WOOD: Whittaker’s passion for wine helped N.S.
I was greatly saddened last week to see the obituary in The Chronicle Herald announcing the untimely death of Gary Whittaker.
Gary may not have been well known to many readers, perhaps because much of what he accomplished took place behind the scenes.
I first met him many years ago, when he was working at the first Port of Wines store, which, at that time, was in the newly refurbished Historic Properties building in downtown Halifax.
Gary was both knowledgeable and passionately interested in wine.
Subsequently, Gary moved to the Nova Scotia Liquor Corp. head office, where he was primarily responsible for wine purchasing and many other associated tasks. He played a pivotal role in ordering all vintage wines on behalf of the NSLC and brought his passion and knowledge fully to bear on the task.
On his watch, both the quality and range of wines brought into the province vastly improved. He did much of this singlehandedly, with great professionalism, commitment and hard work.

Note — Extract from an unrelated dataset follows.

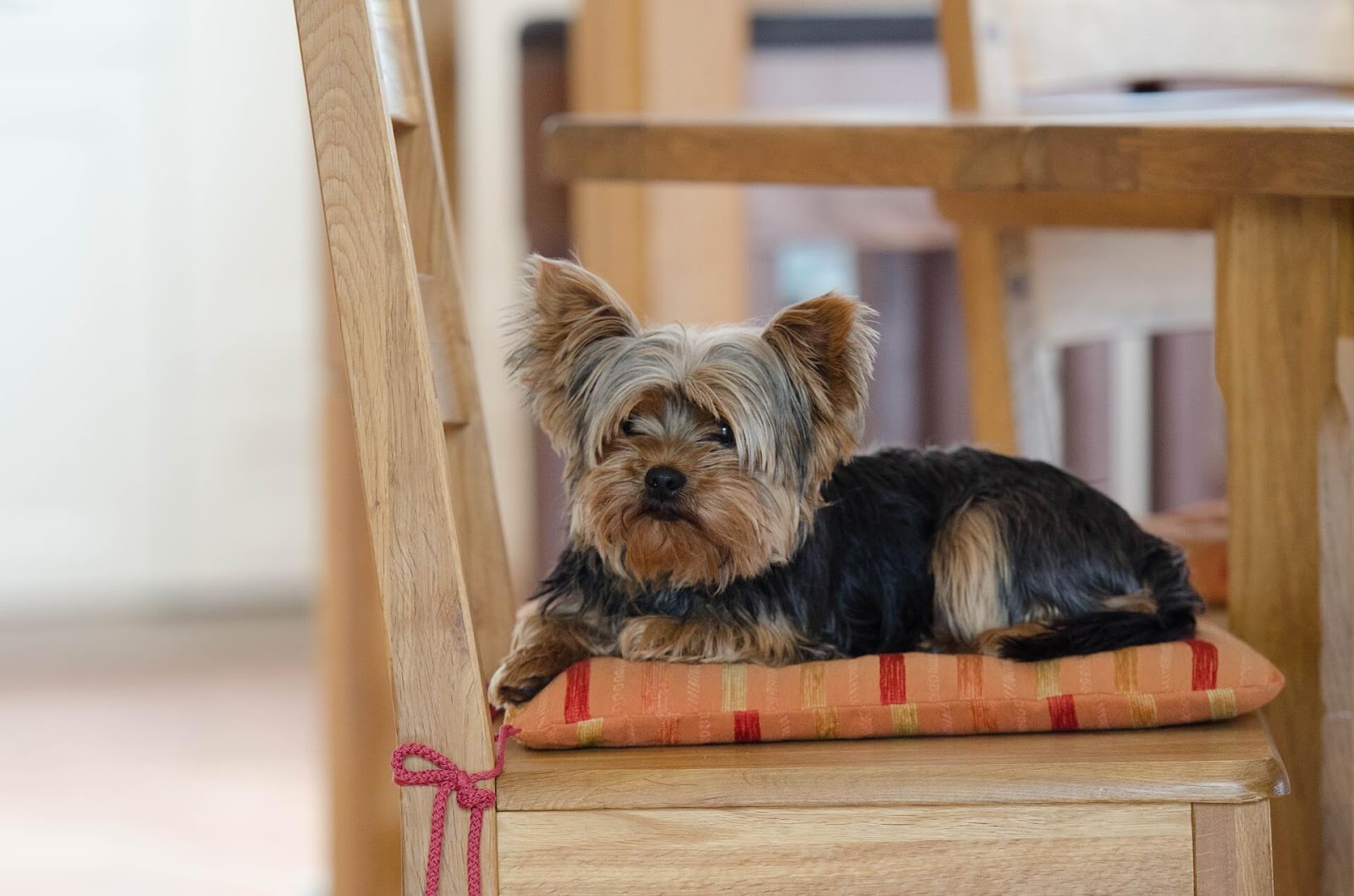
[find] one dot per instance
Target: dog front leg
(545, 645)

Gary’s quiet, unselfish contribution merits respect and appreciation. I offer my heartfelt condolences to his family.
REVIEWS
The People’s Choice Sauvignon Blanc 2010, Awatere, Marlborough, New Zealand, 13.5 per cent, $18.99, NSLC: Sporting catchy packaging, especially the interesting back label, this is a classic Kiwi Sauvignon loaded with aromatic gooseberry, passion fruit, mineral and grassy freshness. Green fruit flavours are assertive and backed up by crisp acidity and firm mineral. A wake-up call for the palate!

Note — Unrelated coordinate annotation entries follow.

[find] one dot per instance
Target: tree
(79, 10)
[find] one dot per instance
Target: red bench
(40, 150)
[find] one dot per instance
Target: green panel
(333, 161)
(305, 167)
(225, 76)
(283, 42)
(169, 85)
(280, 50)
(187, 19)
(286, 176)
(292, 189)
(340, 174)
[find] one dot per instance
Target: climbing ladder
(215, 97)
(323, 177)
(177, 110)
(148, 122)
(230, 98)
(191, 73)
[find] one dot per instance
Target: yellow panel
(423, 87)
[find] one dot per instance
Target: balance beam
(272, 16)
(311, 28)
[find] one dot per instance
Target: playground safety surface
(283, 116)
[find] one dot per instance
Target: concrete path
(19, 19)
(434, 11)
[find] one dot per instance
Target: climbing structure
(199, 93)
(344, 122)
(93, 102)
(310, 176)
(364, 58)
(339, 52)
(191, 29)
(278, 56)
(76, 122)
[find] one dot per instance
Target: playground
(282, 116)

Sannio Dei Feudi di San Gregorio 2007, Falanghina DOC, 13 per cent, $24.99, NSLC Port of Wines selection: Falanghina is an ancient white variety from the Campania hills in southern Italy. This one shows influence of bottle age with its deep, burnished gold colour and complex, developed bouquet. The grape is known for its concentrated intensity, and this example reveals an uncanny resemblance to Scottish orange marmalade with rich, bitter, orange peel flavours playing through on the palate, backed up by lively acidity and good length. Complex yellow tree fruit notes round out the finish. Calls for richly flavoured foods such as lobster in a cream and brandy sauce.
Paso Creek Cabernet Sauvignon 2009, Paso Robles, Calif., 13.5 per cent, $19.99, NSLC: Shows elegantly developed dark fruit, fine spice and a subtle trace of oak on the nose. Generously ripe blackberry and black currant flavours come in a well-structured, full bodied package. Black currant notes linger on the finish. A stylish, reasonably priced Cab that reveals the solid character of Paso Robles terroir.
Sean Wood is a wine judge and writer.